Iain Brambell

Personal information
- Nationality: Canadian
- Born: November 10, 1973 (age 52) Brentwood Bay, British Columbia, Canada
- Spouse: Laryssa Biesenthal

Sport
- Sport: Rowing
- Club: Victoria City Rowing Club

Medal record
Men's rowing
Representing Canada
Olympic Games
| Bronze medal – third place | 2008 Beijing | Lightweight coxless four |
World Championships
| Bronze medal – third place | 2002 Seville | Lightweight coxless four |

= Iain Brambell =

Canadian rower

Iain Brambell (born November 10, 1973) is a Canadian Olympic rower. Born and raised in Brentwood Bay, British Columbia, he competed at the Summer Olympics in Sydney in 2000, Athens in 2004, and Beijing in 2008, each time in the men's lightweight coxless four. He is a graduate of Brock University and The University of Western Ontario. He is married to Olympic rower Laryssa Biesenthal.

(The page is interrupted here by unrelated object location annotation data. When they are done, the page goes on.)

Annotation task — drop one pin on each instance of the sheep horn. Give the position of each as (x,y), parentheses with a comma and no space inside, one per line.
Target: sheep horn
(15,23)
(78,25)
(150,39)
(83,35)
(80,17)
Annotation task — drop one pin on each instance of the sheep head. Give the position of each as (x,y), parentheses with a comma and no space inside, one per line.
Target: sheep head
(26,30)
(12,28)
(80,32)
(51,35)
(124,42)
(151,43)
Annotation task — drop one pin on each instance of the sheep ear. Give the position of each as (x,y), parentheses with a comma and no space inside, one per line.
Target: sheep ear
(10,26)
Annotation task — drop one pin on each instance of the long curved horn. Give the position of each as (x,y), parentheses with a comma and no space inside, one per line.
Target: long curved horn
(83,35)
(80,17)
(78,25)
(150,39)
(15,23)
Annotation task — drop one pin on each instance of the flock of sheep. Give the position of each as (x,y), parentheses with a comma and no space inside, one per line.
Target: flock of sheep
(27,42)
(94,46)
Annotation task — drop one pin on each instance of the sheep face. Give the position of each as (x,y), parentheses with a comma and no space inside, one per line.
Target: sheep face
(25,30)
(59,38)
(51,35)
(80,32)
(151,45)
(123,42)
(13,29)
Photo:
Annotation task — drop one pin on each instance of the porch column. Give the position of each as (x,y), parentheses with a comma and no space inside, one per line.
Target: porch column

He won a bronze medal at the 2002 World Rowing Championships in the men's lightweight coxless four.

At the 2008 Summer Olympics, he won a bronze medal in the men's lightweight coxless four with Mike Lewis, Liam Parsons, and Jon Beare.

Brambell has successfully transitioned from being a high-performance athlete to a high-performance sport administrator. He has held high-performance advisory roles within the Australian Sport Commission & Own The Podium, and High Performance Director roles with Rowing Canada Aviron and Australian Sailing.